How to override an async NDB method and write your own tasklet

Go To


I am trying to grasp async operations introduced with NDB, I would like to use @ndb.tasklet to async some of my work.

The simple example would be string_id generation in the overridden get_or_insert_async

Is this a correct way to to things? What can be improved here?

def get_or_insert_async(cls, *args):
    id = cls.make_string_id(*args) 
    model = yield super(MyModel, cls).get_or_insert_async(id)
    raise ndb.Return(model)

Another example would be doing stuff in a loop in fan-out kinda way. Is this correct?

def do_stuff(cls, some_collection):

    def internal_tasklet(data):
        id = make_stuff_needed_for_id(data)
        model = yield cls.get_or_insert_async(id)
        yield model.put_async()
        raise ndb.Return(None)

    for data in some_collection:
        # will it parallelise internal_tasklet execution? 
        yield internal_tasklet(data)

    raise ndb.Return(None)


As understood the whole concept, yields are here to provide a Future objects which are then collected in parallel (where possible) and executed asynchronously. Am I correct?

After Nick's hint (is it what you meant?):

def do_stuff(cls, some_collection):

    def internal_tasklet(data):
        id = make_stuff_needed_for_id(data)
        model = yield cls.get_or_insert_async(id)
        raise ndb.Return(model)                # change here

    models = []
    for data in some_collection:
        # will it parallelise internal_tasklet execution? 
        m = yield internal_tasklet(data)       # change here
        models.appedn(m)                       # change here

    keys = yield ndb.put_multi_async(models)   # change here
    raise ndb.Return(keys)                     # change here


New revised version…

def do_stuff(cls, some_collection):

    def internal_tasklet(data):
        id = make_stuff_needed_for_id(data)
        model = yield cls.get_or_insert_async(id)
        raise ndb.Return(model)                

    futures = []
    for data in some_collection:
        # tasklets won't run in parallel but while 
        # one is waiting on a yield (and RPC underneath)  
        # the other will advance it's execution 
        # up to a next yield or return
        fut = internal_tasklet(data))          # change here
        futures.append(fut)                    # change here

    Future.wait_all(futures)                   # change here

    models = [fut.get_result() for fut in futures]
    keys = yield ndb.put_multi_async(models)   # change here
    raise ndb.Return(keys)                     # change here
2012-04-04 19:22
by Janusz Skonieczny


You don't need to use tasklets if all you want to do is call something async with different arguments - just return the wrapped function's return value, like this:

def get_or_insert_async(cls, *args):
  id = cls.make_string_id(*args)
  return super(MyModel, cls).get_or_insert_async(id)

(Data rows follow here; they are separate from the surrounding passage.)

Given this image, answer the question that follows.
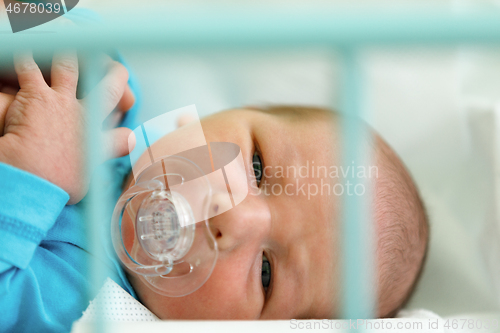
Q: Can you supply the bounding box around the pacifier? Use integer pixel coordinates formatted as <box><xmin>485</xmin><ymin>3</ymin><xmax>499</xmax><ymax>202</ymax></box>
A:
<box><xmin>111</xmin><ymin>106</ymin><xmax>248</xmax><ymax>297</ymax></box>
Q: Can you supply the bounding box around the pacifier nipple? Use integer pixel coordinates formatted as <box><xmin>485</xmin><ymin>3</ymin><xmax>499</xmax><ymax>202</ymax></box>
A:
<box><xmin>136</xmin><ymin>190</ymin><xmax>194</xmax><ymax>263</ymax></box>
<box><xmin>137</xmin><ymin>190</ymin><xmax>180</xmax><ymax>261</ymax></box>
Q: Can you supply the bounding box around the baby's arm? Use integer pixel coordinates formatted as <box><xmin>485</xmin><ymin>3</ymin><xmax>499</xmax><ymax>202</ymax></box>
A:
<box><xmin>0</xmin><ymin>55</ymin><xmax>135</xmax><ymax>332</ymax></box>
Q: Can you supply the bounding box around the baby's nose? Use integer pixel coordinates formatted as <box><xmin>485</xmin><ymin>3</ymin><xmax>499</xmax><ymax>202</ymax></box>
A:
<box><xmin>209</xmin><ymin>191</ymin><xmax>271</xmax><ymax>251</ymax></box>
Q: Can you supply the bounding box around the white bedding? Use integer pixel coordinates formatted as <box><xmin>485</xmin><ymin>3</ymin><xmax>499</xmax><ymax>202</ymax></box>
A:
<box><xmin>72</xmin><ymin>279</ymin><xmax>500</xmax><ymax>333</ymax></box>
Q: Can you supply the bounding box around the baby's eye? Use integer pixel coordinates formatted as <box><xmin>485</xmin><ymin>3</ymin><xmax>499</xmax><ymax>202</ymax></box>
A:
<box><xmin>252</xmin><ymin>152</ymin><xmax>262</xmax><ymax>186</ymax></box>
<box><xmin>261</xmin><ymin>254</ymin><xmax>271</xmax><ymax>293</ymax></box>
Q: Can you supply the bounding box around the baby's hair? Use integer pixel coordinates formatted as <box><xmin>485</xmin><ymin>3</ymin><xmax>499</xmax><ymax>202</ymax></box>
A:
<box><xmin>374</xmin><ymin>135</ymin><xmax>429</xmax><ymax>317</ymax></box>
<box><xmin>249</xmin><ymin>105</ymin><xmax>429</xmax><ymax>318</ymax></box>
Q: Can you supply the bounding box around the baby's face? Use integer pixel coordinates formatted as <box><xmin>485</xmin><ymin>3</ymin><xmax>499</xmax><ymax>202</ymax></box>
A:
<box><xmin>129</xmin><ymin>109</ymin><xmax>338</xmax><ymax>319</ymax></box>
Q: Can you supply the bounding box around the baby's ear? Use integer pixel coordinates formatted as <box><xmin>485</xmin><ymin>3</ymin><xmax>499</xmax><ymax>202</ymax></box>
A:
<box><xmin>177</xmin><ymin>114</ymin><xmax>196</xmax><ymax>128</ymax></box>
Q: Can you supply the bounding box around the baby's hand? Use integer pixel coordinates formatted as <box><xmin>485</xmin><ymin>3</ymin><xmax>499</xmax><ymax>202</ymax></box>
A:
<box><xmin>0</xmin><ymin>54</ymin><xmax>133</xmax><ymax>204</ymax></box>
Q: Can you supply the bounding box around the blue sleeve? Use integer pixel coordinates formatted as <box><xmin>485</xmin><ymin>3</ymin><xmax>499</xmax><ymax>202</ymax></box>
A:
<box><xmin>0</xmin><ymin>163</ymin><xmax>90</xmax><ymax>332</ymax></box>
<box><xmin>0</xmin><ymin>163</ymin><xmax>69</xmax><ymax>272</ymax></box>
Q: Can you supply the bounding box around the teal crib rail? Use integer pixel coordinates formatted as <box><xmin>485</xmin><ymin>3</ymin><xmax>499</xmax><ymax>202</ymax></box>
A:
<box><xmin>0</xmin><ymin>4</ymin><xmax>500</xmax><ymax>324</ymax></box>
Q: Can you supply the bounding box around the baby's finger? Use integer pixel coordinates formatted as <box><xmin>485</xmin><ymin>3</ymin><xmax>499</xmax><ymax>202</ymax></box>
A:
<box><xmin>51</xmin><ymin>51</ymin><xmax>78</xmax><ymax>96</ymax></box>
<box><xmin>104</xmin><ymin>127</ymin><xmax>132</xmax><ymax>159</ymax></box>
<box><xmin>118</xmin><ymin>84</ymin><xmax>135</xmax><ymax>112</ymax></box>
<box><xmin>14</xmin><ymin>52</ymin><xmax>47</xmax><ymax>89</ymax></box>
<box><xmin>85</xmin><ymin>61</ymin><xmax>128</xmax><ymax>120</ymax></box>
<box><xmin>0</xmin><ymin>93</ymin><xmax>16</xmax><ymax>136</ymax></box>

I'd be cautious about this for several reasons, though: You're changing the meaning of a built in function, which is usually a bad idea, you're changing the signature (positional arguments but no keyword arguments), and you're not passing extra arguments through to the original function.

For your second example, yielding things one at a time will force NDB to wait on their completion - 'yield' is synonymous with 'wait'. Instead, execute the tasklet function for each element in the collection, then wait on them all (by calling yield on the list) at the same time.

2012-04-05 04:24
by Nick Johnson
Wouldn't it make make_string_id call in get_or_insert_async synchronous and only the underlying call to the original get_or_insert_async really asynchronous - Janusz Skonieczny 2012-04-05 08:03
Can you rewrite second example in your answer? I not sure witch yields to drop so the loop wouldn't wait on each element and all (or most) internal_tasklet executions where parallelised - Janusz Skonieczny 2012-04-05 08:07
@WooYek Yes, but makestringid is synchronous in your snippet anyway. And if they're not making RPCs, there's no point in doing them asynchronously - tasklets only help when time is spent doing RPCs. Regarding the second example - the problem is the anti-pattern of calling yield in a loop. Doing this waits for each individual task to finish before going onto the next one. Any time you have a loop with yield in it, you should call the function without yield, assemble a list of the results, and call yield on that list - Nick Johnson 2012-04-05 08:46
Wait, what? I thought that the whole point of a ndb.tasklet decorator for a generator function is to execute it, get a Future do other stuff in parallel and then get_result, and the whole tasklet will be executed in parallel, stopping on each yield to suspend (allow other tasklets to execute a bit). The make_string_id example is a silly, but I was going for simplicity. Are you telling that make_string_id will be executed before a Future is returned (?!) or wont be executed until I call get_result on the Future - Janusz Skonieczny 2012-04-05 09:52
@WooYek Tasklets are designed to allow parallel execution using coroutines when there are async operations (eg, RPCs) involved. They work by running a routine until it has to wait on an RPC, then running the next pending coroutine, and so on. This works very well for eliminating wasted time waiting for responses, and lets you do a lot of stuff in parallel, but it doesn't execute Python code in parallel - you need threads for that - Nick Johnson 2012-04-05 10:18
…I thought that there where threads involved underneath. OK, now I got "the point" :D, thx! Now, lets' get back to "the loop" example. 1. Am I correct, that in the revised version, there will be multiple get_or_insert_async batched (this is what I'm trying to accomplish there)? 2. If yes, is the call to internal_tasklet call need to yield or can I just put internal_tasklet code directly in the loop? PS. Sorry to keep you here so long but I really want to get the hang of it - Janusz Skonieczny 2012-04-05 11:07
@WooYek No, you're still calling yield in a loop. As I explained in my previous answer, this is an anti-pattern. Yield does not return a future - yield waits on a future and returns its result - the async functions themselves return a future - Nick Johnson 2012-04-06 00:21
Is new version OK - Janusz Skonieczny 2012-04-06 11:37